Organized labor has entered the state-level data center policy fight, and it isn’t coming in as an opponent of construction. According to Politico’s June 2 reporting by Jason Plautz, building trades unions are using their political muscle, and a direct jobs argument, to influence how states are writing data center rules. The strategy is to position union construction workers as the workforce that builds AI infrastructure, making organized labor an unlikely ally of tech companies on permitting speed while simultaneously pressing for prevailing wage requirements and union-only contracts.
That combination is where the regulatory complexity lives. Unions and hyperscalers often want the same headline outcome: more data centers, faster. But they diverge on the conditions of that construction. Prevailing wage mandates and project labor agreements raise construction costs and can extend timelines. For infrastructure investors tracking capital deployment risk at the state level, that split matters, it determines whether union political support translates into smooth permitting or into permitting with attached conditions that affect project economics.
More than 40 states considered data center policy legislation in 2025, according to MultiState.us, and multiple states are actively developing regulatory frameworks in 2026. That scale of legislative activity means the union lobbying dynamic isn’t a one-state story, it’s a variable operating across a substantial portion of the U.S. data center development pipeline.
The specific states, union organizations, and legislative vehicles involved in Politico’s reporting aren’t confirmed in this package without click-through to the full article. What’s confirmed is the pattern and its logic: organized labor has a jobs-based political argument that plays well with state legislators, especially in states where construction employment is a policy priority. That argument gives unions access to data center policy conversations that they didn’t have when data centers were primarily a corporate real estate matter.
This is the emerging pattern’s third dimension, a piece of the data center buildout story that most infrastructure coverage has missed. The power grid dimension (who absorbs the load) and the capital dimension (who finances construction) get substantial coverage. The labor dimension, who builds it and under what terms, is the variable that will increasingly shape project timelines and costs at the state level.
What to Watch
Watch for: state legislation combining data center permitting reform with labor provisions.
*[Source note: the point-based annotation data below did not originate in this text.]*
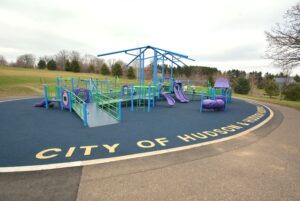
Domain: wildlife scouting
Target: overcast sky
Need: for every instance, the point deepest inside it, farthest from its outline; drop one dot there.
(224, 34)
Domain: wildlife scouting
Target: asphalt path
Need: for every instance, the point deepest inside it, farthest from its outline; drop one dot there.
(262, 165)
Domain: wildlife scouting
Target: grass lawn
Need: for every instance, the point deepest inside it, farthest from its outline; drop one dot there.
(29, 82)
(274, 100)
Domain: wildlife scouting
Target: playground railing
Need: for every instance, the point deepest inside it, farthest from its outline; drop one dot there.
(109, 105)
(79, 106)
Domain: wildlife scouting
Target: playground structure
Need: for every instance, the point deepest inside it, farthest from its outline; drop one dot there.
(214, 101)
(100, 102)
(97, 102)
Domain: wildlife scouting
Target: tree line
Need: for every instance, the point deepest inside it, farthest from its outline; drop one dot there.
(72, 61)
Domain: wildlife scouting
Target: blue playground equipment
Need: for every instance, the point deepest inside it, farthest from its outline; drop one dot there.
(99, 102)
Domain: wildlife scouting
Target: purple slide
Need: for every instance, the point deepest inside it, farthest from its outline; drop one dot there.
(179, 96)
(41, 104)
(169, 98)
(183, 95)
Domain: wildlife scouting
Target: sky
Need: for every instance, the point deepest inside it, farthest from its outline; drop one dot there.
(224, 34)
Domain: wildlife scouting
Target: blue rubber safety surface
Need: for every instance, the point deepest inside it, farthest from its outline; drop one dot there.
(25, 131)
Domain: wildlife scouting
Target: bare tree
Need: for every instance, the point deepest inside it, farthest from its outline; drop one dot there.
(26, 60)
(75, 56)
(87, 62)
(284, 41)
(3, 61)
(45, 58)
(61, 58)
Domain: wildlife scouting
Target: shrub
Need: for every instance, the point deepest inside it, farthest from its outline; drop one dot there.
(131, 73)
(292, 92)
(272, 88)
(242, 86)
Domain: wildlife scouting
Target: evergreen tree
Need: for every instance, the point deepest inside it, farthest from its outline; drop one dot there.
(242, 86)
(104, 69)
(117, 70)
(272, 88)
(42, 64)
(51, 65)
(131, 73)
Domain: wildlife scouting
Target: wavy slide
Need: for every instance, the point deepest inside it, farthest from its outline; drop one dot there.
(169, 98)
(180, 96)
Bills that pair streamlined environmental review with prevailing wage requirements are the legislative form this dynamic is most likely to take. Infrastructure investors assessing state-level development risk should add labor lobbying activity to their regulatory monitoring alongside the more commonly tracked environmental and grid impact provisions.
The catch is that this dynamic is genuinely bilateral. Labor unions need data centers to get built, that’s where the jobs are. Tech companies need political cover for fast permitting, and labor provides it. Watch whether that mutual interest produces durable policy coalitions or dissolves into competing amendments when specific bills hit committee.